To investigate, the research team modeled helium abundance during two important phases of Earth's history: the early formation of the planet, while it was still accumulating helium, and after the formation of the Moon, when our planet lost a lot of this gas.


Scientists think that the Moon was formed when a colossal object the size of Mars collided with Earth about 4 billion years ago. This event would melt Earth's crust and allow most of the helium on our planet to escape.


However, Earth didn't lose all of the helium-3 at that time, as it still retained some of the rare gas that kept seeping out of Earth's bowels.
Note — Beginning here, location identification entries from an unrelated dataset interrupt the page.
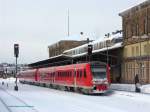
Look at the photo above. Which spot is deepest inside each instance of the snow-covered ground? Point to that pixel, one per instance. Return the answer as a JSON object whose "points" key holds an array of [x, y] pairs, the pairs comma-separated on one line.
{"points": [[131, 88], [38, 99]]}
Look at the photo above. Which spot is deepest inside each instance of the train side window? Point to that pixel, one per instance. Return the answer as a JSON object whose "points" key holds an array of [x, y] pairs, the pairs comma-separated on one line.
{"points": [[84, 73]]}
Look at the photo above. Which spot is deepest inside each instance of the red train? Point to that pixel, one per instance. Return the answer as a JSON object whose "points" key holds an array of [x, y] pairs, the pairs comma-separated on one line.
{"points": [[93, 77]]}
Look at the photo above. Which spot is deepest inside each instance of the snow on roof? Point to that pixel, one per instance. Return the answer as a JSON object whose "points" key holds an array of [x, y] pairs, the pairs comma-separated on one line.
{"points": [[118, 35], [139, 3], [118, 45]]}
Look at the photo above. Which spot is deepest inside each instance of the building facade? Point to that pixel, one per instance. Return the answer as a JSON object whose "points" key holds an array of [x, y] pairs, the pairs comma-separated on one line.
{"points": [[136, 52], [59, 47]]}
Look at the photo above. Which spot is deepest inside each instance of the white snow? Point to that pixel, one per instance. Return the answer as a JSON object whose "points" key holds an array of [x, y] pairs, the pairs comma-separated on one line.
{"points": [[131, 88], [42, 99]]}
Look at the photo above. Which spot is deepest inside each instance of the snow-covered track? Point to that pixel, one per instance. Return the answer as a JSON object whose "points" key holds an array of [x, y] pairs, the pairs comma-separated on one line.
{"points": [[12, 103]]}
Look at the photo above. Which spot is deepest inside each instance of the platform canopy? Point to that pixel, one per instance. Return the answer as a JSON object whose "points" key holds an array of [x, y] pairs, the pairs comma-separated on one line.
{"points": [[53, 61]]}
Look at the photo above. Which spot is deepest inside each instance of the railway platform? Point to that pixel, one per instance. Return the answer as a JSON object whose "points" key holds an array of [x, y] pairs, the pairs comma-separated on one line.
{"points": [[11, 103]]}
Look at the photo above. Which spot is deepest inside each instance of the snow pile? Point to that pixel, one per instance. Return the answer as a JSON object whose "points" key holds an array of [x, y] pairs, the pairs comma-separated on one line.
{"points": [[123, 87], [130, 88], [145, 88]]}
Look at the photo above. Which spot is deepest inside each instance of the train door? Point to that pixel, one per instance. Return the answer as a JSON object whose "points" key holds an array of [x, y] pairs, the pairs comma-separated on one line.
{"points": [[75, 74], [37, 76]]}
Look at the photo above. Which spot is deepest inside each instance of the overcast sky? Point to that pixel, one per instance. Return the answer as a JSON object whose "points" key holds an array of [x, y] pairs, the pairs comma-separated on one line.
{"points": [[35, 24]]}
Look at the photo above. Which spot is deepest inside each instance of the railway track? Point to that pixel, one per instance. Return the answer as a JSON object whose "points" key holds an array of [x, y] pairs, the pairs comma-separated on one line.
{"points": [[12, 103]]}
The researchers combined modern helium-3 leakage rates with models of helium isotope behavior. These calculations reveal that between 10 teragrams and 1 pentagram of helium-3 are in the Earth's core. Surely this is a very large number, indicating that the Earth formed in a solar nebula with a high concentration of gases.



However, because these results are based on modelling, they are not rigorous. The team had to make a number of assumptions, such as that Earth picked up helium-3 as it formed in the solar nebula, that helium entered the core-forming metals and that some of the helium left the core into the mantle.


These assumptions, in addition to other uncertainties, including how long the solar nebula lasts relative to the rate at which Earth formed, mean there may be less helium-3 in Earth's core than they think.